Strategien


Targeting Perfection

01.12.2003
Von Tracy Mayor

3. Don't be afraid to tinker. While the philosophy behind Six Sigma is, or should be, sacrosanct--focus on the customer, reduce defects, streamline and improve processes, evaluate continuously--you needn't treat the tactics and tools as if they're set in stone.

Many big companies, including Honeywell and Textron, have their own internal "brands" of Six Sigma that have been tailored to their line of business and oftentimes combined with Lean, another manufacturing technique designed to weed out non-value-adding subprocesses. Other organizations fine-tune the DMAIC model as needed. Chase Financial, for example, added a step called "implement."

At the toolset level, Raytheon's Debrecht says his teams have wide latitude when it comes to suggesting which measures are appropriate for which projects. "We use brainstorming, value mapping, fishbone diagrams and something we call the 'five whys' to help us get to the root cause of an issue," he says. Textron's Bohlen gives that approach a thumbs-up. "Six Sigma is a system of tools," he says. "There's no prescribed set. You have to determine what you want to bring to your workforce before you choose your tools."

One word of warning: A cautious CIO might be tempted to try a little bit of Six Sigma here and there to see if it works. That's a mistake, says Costa. "We tried too hard to go part-time on some of this stuff, so projects were taking too long. Now we try to focus black belts full-time on a project, and in most cases we're seeing between $1 million and $3 million in benefits," he says.

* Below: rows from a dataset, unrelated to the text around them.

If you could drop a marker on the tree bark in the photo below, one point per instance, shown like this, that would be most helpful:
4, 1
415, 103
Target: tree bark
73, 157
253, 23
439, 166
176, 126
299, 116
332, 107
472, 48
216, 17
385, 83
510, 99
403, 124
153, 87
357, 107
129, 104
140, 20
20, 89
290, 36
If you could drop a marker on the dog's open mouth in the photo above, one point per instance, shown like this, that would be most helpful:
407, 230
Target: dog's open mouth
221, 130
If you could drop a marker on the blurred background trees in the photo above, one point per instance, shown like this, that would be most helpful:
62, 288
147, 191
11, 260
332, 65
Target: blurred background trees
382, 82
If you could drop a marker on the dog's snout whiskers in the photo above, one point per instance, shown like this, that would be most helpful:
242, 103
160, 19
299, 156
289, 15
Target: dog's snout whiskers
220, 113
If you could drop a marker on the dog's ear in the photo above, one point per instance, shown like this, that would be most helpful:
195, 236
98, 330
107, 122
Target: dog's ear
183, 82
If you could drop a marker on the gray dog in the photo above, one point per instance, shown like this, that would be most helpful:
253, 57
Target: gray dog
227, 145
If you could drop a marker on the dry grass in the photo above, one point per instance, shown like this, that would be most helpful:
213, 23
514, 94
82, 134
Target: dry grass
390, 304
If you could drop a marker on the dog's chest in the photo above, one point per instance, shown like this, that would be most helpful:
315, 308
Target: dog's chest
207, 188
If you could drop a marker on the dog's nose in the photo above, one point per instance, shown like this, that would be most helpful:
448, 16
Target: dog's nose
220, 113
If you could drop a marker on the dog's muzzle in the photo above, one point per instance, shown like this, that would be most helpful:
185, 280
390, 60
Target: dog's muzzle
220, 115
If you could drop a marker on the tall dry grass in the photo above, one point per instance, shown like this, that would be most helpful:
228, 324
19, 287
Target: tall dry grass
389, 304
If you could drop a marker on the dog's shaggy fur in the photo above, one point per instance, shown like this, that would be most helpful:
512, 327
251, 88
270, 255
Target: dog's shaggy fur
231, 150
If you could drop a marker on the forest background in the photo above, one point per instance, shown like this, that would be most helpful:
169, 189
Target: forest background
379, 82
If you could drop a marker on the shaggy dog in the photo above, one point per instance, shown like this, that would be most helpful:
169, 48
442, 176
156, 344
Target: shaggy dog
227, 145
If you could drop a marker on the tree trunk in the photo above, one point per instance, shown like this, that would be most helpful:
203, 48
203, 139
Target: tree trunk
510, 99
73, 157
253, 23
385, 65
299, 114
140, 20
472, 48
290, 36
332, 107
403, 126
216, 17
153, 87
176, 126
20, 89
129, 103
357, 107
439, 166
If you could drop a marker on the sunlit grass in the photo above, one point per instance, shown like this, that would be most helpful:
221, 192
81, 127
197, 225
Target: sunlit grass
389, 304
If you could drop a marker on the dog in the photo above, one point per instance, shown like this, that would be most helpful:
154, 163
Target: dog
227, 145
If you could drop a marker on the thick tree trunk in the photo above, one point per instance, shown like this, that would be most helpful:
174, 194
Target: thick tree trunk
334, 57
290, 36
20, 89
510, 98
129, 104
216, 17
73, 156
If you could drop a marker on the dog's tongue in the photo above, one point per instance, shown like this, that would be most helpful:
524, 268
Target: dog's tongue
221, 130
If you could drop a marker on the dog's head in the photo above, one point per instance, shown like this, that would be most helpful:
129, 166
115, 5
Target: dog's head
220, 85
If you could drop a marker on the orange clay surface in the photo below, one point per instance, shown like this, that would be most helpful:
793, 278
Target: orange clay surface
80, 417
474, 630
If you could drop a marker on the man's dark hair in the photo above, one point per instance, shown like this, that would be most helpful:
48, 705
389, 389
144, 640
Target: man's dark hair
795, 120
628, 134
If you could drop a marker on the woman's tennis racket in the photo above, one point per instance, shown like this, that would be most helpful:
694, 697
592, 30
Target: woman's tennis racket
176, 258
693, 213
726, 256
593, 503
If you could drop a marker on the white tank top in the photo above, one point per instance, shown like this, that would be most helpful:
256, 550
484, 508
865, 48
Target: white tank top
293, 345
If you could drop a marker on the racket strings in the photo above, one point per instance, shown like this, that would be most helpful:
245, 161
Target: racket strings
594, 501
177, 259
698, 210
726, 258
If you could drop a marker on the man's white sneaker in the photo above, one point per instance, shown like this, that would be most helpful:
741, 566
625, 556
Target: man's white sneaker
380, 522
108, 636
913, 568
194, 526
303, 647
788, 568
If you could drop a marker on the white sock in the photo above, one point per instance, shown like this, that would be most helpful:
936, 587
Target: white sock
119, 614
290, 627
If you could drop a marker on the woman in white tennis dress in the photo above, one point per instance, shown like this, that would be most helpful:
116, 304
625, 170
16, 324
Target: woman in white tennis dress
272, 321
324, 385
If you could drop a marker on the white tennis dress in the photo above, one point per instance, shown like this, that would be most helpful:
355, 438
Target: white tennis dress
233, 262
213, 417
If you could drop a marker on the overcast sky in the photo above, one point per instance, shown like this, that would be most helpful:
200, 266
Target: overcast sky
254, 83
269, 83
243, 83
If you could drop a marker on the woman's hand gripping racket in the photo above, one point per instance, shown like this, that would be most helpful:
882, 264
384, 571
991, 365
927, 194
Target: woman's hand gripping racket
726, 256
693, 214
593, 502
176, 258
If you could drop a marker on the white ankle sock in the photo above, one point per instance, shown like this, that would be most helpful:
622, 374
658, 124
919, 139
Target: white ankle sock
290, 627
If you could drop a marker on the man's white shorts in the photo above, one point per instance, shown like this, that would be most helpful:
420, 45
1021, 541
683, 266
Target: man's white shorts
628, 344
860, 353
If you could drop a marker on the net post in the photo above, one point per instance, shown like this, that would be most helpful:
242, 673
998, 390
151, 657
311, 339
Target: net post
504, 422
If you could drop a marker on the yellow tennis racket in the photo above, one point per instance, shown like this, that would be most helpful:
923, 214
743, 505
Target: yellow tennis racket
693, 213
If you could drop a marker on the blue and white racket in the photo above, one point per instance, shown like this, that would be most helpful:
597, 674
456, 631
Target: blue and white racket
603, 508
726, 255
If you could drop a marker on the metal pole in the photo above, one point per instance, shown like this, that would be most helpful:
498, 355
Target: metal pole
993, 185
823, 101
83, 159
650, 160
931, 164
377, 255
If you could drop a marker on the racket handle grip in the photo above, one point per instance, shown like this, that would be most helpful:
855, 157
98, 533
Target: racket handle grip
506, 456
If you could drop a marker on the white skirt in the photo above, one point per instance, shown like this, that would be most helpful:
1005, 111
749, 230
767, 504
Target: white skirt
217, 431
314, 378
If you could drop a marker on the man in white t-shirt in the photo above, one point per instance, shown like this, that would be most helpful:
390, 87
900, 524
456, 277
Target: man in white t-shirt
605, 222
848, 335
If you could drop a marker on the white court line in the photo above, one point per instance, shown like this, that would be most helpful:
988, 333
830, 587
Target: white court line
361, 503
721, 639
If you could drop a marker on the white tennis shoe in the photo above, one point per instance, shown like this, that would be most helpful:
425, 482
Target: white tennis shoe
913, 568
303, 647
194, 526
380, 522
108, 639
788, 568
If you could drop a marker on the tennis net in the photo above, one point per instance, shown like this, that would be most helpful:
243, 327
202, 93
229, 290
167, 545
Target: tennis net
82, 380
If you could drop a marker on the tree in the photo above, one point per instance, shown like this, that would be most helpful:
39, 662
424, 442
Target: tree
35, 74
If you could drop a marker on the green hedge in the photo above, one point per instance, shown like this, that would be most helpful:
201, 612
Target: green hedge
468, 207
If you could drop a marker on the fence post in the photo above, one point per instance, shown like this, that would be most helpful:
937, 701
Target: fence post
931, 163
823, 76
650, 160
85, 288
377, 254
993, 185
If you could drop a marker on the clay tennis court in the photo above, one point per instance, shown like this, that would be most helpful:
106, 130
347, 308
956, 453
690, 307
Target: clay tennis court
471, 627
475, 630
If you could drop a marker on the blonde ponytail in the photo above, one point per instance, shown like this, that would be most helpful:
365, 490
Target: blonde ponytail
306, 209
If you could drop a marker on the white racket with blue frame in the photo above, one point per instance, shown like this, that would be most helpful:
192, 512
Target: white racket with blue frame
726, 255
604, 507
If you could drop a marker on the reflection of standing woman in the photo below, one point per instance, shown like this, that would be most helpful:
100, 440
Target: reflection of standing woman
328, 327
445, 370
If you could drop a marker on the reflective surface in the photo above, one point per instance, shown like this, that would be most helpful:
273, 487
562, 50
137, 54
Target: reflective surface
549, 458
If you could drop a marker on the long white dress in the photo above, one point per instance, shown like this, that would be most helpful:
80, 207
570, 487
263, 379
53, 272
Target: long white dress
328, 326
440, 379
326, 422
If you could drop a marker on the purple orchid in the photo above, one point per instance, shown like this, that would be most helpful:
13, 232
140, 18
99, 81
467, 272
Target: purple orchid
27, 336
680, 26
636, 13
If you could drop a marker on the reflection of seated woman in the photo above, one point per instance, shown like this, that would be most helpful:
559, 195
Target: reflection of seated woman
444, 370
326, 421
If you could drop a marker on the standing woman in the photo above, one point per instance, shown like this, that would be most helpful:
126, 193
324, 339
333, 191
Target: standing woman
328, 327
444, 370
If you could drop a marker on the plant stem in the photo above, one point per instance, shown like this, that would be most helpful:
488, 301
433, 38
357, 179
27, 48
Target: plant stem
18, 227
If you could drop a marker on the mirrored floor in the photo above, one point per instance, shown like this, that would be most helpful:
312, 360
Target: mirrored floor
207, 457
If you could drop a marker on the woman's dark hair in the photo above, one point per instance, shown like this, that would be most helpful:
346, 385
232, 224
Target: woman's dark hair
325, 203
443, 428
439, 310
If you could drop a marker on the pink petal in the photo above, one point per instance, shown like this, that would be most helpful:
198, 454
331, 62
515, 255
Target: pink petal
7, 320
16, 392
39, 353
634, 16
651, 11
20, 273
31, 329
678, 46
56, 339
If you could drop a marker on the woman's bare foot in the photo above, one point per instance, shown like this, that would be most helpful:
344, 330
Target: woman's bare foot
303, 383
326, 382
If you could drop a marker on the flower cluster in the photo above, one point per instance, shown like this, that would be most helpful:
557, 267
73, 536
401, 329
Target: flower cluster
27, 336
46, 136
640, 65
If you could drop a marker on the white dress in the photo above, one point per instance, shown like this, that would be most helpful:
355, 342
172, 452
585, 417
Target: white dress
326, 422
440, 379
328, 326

4. Don't get bogged down in numbers. Like any other measurement-based system, Six Sigma can be driven into the ground by too many numbers. "All that statistical analysis that the black belts use, all those data points don't add up unless you understand what you're measuring," says Gartner's Light. The "define" phase in DMAIC is, in his opinion, probably the most important part of the discipline, and it's the one that involves the fewest metrics. "Chartering the team and specifying who the customers are and defining what a good experience is and what's a defect, that's where the value is," he says.